Le suisse Unigestion diversifie pas à pas ses débouchés
Si la Suisse concentre 30% de ses 10,9 milliards d’euros d’actifs et la France un quart, Unigestion compte sur de nouveaux relais. La société helvétique de gestion institutionnelle vient de s’implanter à Toronto en recrutant une consultante de Mercer. Ce cabinet lui a permis de décrocher en 2012 son premier mandat local pour le Mouvement Desjardins. «Nous avons déjà quelques mandats d’actions internationales et émergentes au Québec et à Ottawa. Notre culture de gestion du risque y semble appréciée», déclare Jean-François Hirschel, responsable marketing d’Unigestion, qui affiche 400 millions de francs suisses d’encours dans le pays.
Le groupe a aussi élargi sa licence à Singapour en 2013. «Nous voulons croître sur le marché institutionnel asiatique qui pèse seulement quelques pour-cent de nos encours. C’est une stratégie de long terme car les fonds de pension y sont encore peu nombreux», juge le représentant d’Unigestion.
En dehors de Lausanne, les autres centres de gestion semblent confortés par les directives européennes. «Notre bureau de Paris devient notre plate-forme AIFM et Londres notre plate-forme Mifid, explique-t-il. Cela ne change pas notre organisation car Paris disposait déjà d’un agrément de multigestion alternative et de FCPR, mais chaque bureau peut déléguer à un autre la gestion de certains mandats.»
Les actions pèsent depuis l’an dernier plus de 50% des actifs, devant les fonds de fonds alternatifs et de private assets (capital-investissement, infrastructures, etc.) et la multigestion. De même, les mandats personnalisés sont devenus majoritaires. «Nous avons choisi ce modèle pour développer notre expertise de sélection de fonds de dette», pointe Jean-François Hirschel.
Du côté des produits ouverts, «nous avons lancé cette année une stratégie actions monde avec un biais investissement responsable, pour les fondations et organisations caritatives», poursuit-il.
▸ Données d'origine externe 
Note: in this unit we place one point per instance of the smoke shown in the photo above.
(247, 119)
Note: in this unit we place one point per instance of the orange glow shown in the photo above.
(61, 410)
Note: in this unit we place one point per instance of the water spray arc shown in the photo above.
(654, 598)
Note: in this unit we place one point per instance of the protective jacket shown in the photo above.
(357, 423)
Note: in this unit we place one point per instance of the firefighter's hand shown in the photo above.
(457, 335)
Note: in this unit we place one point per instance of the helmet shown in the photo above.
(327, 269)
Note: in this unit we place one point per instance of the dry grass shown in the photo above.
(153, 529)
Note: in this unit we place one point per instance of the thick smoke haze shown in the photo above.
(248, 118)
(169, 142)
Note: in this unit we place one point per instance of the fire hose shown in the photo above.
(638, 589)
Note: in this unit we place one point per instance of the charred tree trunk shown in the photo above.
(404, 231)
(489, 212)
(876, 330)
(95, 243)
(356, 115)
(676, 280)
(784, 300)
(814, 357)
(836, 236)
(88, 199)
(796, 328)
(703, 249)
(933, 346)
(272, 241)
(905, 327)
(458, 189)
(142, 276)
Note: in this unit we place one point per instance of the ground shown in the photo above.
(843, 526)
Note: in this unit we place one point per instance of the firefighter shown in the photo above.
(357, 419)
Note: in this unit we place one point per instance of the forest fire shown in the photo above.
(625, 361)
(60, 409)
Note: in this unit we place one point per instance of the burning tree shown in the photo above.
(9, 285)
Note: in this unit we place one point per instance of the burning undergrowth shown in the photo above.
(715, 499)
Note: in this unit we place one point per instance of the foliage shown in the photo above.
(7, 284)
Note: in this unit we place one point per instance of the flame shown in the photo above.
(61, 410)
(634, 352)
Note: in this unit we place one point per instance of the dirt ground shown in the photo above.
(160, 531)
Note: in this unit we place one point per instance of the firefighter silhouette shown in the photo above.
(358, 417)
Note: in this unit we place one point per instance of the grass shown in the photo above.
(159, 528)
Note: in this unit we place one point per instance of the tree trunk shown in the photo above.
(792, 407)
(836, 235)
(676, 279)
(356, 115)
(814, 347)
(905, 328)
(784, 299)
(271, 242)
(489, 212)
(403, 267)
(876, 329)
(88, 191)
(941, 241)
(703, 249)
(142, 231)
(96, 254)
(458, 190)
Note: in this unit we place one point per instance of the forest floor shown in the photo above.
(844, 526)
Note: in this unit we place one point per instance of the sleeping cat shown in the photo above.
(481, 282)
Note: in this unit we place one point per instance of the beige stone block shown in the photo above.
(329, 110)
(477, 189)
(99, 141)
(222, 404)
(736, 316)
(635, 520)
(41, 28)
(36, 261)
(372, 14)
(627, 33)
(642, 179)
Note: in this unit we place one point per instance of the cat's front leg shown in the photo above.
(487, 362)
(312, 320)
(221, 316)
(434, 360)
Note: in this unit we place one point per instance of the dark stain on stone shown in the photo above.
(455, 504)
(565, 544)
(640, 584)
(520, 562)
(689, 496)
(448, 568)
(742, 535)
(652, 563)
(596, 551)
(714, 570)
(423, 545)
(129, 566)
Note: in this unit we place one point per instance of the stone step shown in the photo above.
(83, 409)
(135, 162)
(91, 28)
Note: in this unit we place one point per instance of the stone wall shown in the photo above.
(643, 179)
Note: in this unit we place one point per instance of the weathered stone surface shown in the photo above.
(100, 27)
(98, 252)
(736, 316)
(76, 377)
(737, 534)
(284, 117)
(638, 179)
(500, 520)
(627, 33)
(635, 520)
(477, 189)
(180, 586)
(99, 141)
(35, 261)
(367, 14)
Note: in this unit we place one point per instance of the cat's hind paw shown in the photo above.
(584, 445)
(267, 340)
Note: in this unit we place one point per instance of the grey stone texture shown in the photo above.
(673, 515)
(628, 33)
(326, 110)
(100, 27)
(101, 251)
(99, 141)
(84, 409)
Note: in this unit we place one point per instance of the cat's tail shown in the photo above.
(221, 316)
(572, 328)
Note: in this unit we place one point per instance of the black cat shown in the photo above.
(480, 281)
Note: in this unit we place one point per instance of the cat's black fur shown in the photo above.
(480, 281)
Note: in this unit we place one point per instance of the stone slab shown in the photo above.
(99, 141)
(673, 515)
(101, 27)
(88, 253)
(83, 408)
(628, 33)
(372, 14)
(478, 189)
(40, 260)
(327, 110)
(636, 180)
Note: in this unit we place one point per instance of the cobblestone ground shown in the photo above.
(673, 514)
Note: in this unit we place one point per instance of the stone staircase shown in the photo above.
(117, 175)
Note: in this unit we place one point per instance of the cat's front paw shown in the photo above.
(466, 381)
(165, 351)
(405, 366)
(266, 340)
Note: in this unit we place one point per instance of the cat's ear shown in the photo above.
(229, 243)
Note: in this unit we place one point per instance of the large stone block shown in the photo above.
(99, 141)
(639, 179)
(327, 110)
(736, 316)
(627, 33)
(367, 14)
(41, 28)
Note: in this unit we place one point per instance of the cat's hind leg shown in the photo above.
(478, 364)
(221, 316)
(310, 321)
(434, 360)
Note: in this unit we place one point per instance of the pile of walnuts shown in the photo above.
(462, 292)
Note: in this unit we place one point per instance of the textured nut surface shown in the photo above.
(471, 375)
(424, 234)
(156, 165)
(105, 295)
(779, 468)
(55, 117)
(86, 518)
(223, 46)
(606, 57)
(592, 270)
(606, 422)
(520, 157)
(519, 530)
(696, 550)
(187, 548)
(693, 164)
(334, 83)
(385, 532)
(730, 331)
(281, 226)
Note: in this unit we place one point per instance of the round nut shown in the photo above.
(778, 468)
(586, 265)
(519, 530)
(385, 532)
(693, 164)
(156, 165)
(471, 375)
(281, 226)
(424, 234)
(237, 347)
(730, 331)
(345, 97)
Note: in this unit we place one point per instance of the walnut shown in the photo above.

Nous espérons aussi boucler Unigestion Secondary Opportunity III, un FCPR de secondaire investi dans des fonds de capital-investissement dédiés aux entreprises moyennes. Il permet aux clients d’augmenter rapidement leur exposition au private equity en profitant d’une décote sur les actifs».
Après un closing à 100 millions d’euros, le groupe vise 400 millions pour ce fonds. En 2013, Unigestion a subi au total 424 millions d’euros de décollecte, un gros client ayant internalisé sa gestion, mais les flux sont positifs en 2014, à 171 millions fin février.